Often, during large transfers the connection between the transferring systems is lost. The -a option gives BBCP the ability to pick up where it left off. For example, you could use the following:

bbcp -k -a /remotesystem/homedir/.bbcp/ -P 2 -V -w 8m -s 16 /local/path/largefile.tar remotesystem:/remote/path/largefile.tar

To transfer an entire directory tree, use the following:

bbcp -r -P 2 -V -w 8m -s 16 /local/path/* remotesystem:/remote/path

We strongly recommend that you use the Data Transfer Nodes when transferring files to and from the OLCF. If you are, however, connecting directly to systems such as the Cray XK, it is necessary to specify a particular node as the destination host because the host name (i.e. titan.ccs.ornl.gov) actually points to a server load-balancing device that returns node addresses in a round-robin fashion. For example, you could use the following:

bbcp -r -P 2 -V -w 8m -s 16 /local/path/* titan-login3.ccs.ornl.gov:/remote/path

You may encounter an error similar to the following:

bbcp: Accept timed out on port 5031
bbcp: Unable to allocate more than 0 of 8 data streams.
Killed by signal 15.

If this happens, add the -z option to your bbcp command. This tells bbcp to use the “reverse connection protocol” and can be helpful when a transfer is being blocked by a firewall.

Further Reading

More information on BBCP can be found by typing “bbcp -h” on OLCF systems as well as on the Stanford Linear Accelerator Center (SLAC) BBCP page.


Data Management Policy Summary

Users must agree to the full Data Management Policy as part of their account application. The “Data Retention, Purge, & Quotas” section is useful and is summarized below.
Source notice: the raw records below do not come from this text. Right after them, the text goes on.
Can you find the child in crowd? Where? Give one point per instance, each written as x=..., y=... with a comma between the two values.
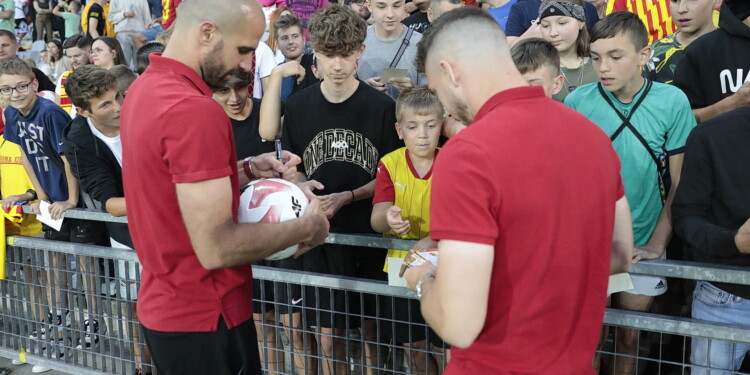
x=694, y=18
x=401, y=208
x=643, y=118
x=563, y=24
x=539, y=63
x=36, y=124
x=340, y=127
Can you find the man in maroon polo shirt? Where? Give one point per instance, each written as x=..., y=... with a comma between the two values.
x=181, y=183
x=527, y=206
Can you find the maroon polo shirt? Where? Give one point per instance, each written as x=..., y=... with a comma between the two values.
x=174, y=132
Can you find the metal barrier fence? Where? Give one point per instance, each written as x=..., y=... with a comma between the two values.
x=92, y=287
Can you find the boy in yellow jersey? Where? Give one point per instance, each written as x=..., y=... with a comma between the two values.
x=401, y=207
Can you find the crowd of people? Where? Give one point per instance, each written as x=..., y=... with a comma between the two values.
x=567, y=140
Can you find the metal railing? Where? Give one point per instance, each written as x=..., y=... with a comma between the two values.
x=46, y=276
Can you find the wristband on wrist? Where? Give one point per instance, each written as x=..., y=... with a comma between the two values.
x=33, y=194
x=421, y=281
x=248, y=167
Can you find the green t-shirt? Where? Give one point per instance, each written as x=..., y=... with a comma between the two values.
x=664, y=119
x=9, y=23
x=72, y=24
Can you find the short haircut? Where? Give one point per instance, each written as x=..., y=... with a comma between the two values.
x=284, y=22
x=141, y=57
x=115, y=45
x=456, y=19
x=9, y=35
x=531, y=54
x=81, y=41
x=621, y=22
x=14, y=66
x=87, y=82
x=337, y=29
x=420, y=100
x=125, y=77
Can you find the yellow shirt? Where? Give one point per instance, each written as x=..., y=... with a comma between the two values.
x=411, y=193
x=14, y=181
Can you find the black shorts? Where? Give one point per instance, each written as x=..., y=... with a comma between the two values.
x=338, y=308
x=79, y=231
x=224, y=352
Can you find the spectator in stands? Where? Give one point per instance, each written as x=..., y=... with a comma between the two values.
x=244, y=114
x=390, y=44
x=499, y=10
x=523, y=20
x=125, y=77
x=479, y=303
x=7, y=14
x=78, y=50
x=291, y=43
x=59, y=61
x=96, y=19
x=562, y=24
x=9, y=49
x=43, y=23
x=142, y=56
x=272, y=39
x=539, y=63
x=404, y=212
x=694, y=19
x=36, y=124
x=107, y=52
x=129, y=17
x=92, y=144
x=341, y=127
x=712, y=72
x=71, y=14
x=418, y=21
x=648, y=119
x=711, y=212
x=653, y=13
x=361, y=7
x=197, y=290
x=438, y=7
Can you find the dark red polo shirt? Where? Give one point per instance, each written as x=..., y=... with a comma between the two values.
x=539, y=182
x=174, y=132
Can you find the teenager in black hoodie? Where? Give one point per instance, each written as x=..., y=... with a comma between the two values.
x=92, y=144
x=714, y=73
x=711, y=212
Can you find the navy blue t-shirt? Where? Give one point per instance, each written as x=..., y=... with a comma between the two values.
x=42, y=127
x=525, y=11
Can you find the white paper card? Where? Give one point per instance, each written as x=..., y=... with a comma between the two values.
x=47, y=219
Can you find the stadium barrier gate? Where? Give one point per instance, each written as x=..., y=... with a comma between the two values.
x=93, y=282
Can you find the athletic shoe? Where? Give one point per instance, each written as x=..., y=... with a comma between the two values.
x=92, y=330
x=48, y=326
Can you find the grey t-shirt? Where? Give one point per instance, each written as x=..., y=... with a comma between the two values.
x=379, y=54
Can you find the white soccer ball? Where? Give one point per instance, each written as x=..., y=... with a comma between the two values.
x=273, y=201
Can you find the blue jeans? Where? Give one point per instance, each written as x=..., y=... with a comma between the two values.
x=713, y=304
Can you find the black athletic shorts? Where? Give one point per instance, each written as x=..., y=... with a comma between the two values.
x=338, y=308
x=224, y=352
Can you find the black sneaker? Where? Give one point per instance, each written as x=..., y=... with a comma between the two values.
x=91, y=338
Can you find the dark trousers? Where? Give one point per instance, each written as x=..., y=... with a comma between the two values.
x=224, y=352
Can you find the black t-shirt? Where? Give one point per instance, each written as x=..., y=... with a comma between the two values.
x=247, y=140
x=341, y=144
x=417, y=21
x=97, y=12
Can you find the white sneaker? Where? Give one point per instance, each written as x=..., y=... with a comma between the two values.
x=39, y=369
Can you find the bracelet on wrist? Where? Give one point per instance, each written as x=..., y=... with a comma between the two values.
x=247, y=167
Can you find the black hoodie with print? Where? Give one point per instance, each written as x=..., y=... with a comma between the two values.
x=717, y=64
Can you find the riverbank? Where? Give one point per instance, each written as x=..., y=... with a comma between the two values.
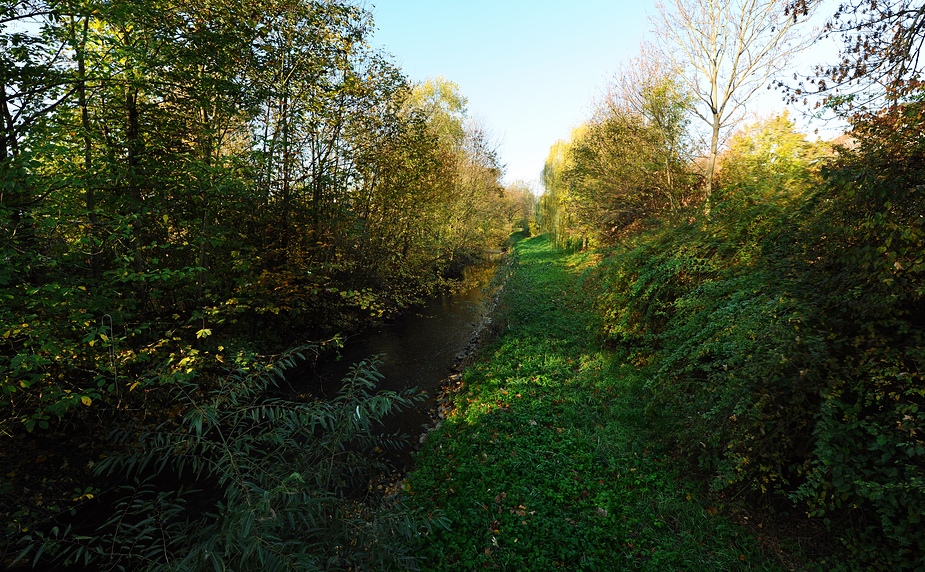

Data Retention, Purge, & Quota Summary
User-Centric Storage Areas
Area Path Type Permissions Quota Backups Purged Retention
User Home $HOME NFS User-controlled 10 GB Yes No 90 days
User Archive /home/$USER HPSS User-controlled 2 TB [1] No No 90 days

Project-Centric Storage Areas
Area Path Type Permissions Quota Backups Purged Retention
Project Home /ccs/proj/[projid] NFS 770 50 GB Yes No 90 days
Member Work $MEMBERWORK/[projid] Lustre® 700 [2] 10 TB No 14 days 14 days
Project Work $PROJWORK/[projid] Lustre® 770 100 TB No 90 days 90 days
World Work $WORLDWORK/[projid] Lustre® 775 10 TB No 90 days 90 days
Project Archive /proj/[projid] HPSS 770 100 TB [3] No No 90 days

Area The general name of storage area.
Path The path (symlink) to the storage area’s directory.
Type The underlying software technology supporting the storage area.
Permissions UNIX Permissions enforced on the storage area’s top-level directory.
Quota The limits placed on total number of bytes and/or files in the storage area.
Backups States if the data is automatically duplicated for disaster recovery purposes.
Purged Period of time, post-file-creation, after which a file will be marked as eligible for permanent deletion.
Retention Period of time, post-account-deactivation or post-project-end, after which data will be marked as eligible for permanent deletion.
Important! Files within “Work” directories (i.e., Member Work, Project Work, World Work) are not backed up and are purged on a regular basis according to the timeframes listed above.

[1] In addition, there is a quota/limit of 2,000 files on this directory.

[2] Permissions on Member Work directories can be controlled to an extent by project members. By default, only the project member has any accesses, but accesses can be granted to other project members by setting group permissions accordingly on the Member Work directory. The parent directory of the Member Work directory prevents accesses by “UNIX-others” and cannot be changed (security measures).

[3] In addition, there is a quota/limit of 100,000 files on this directory.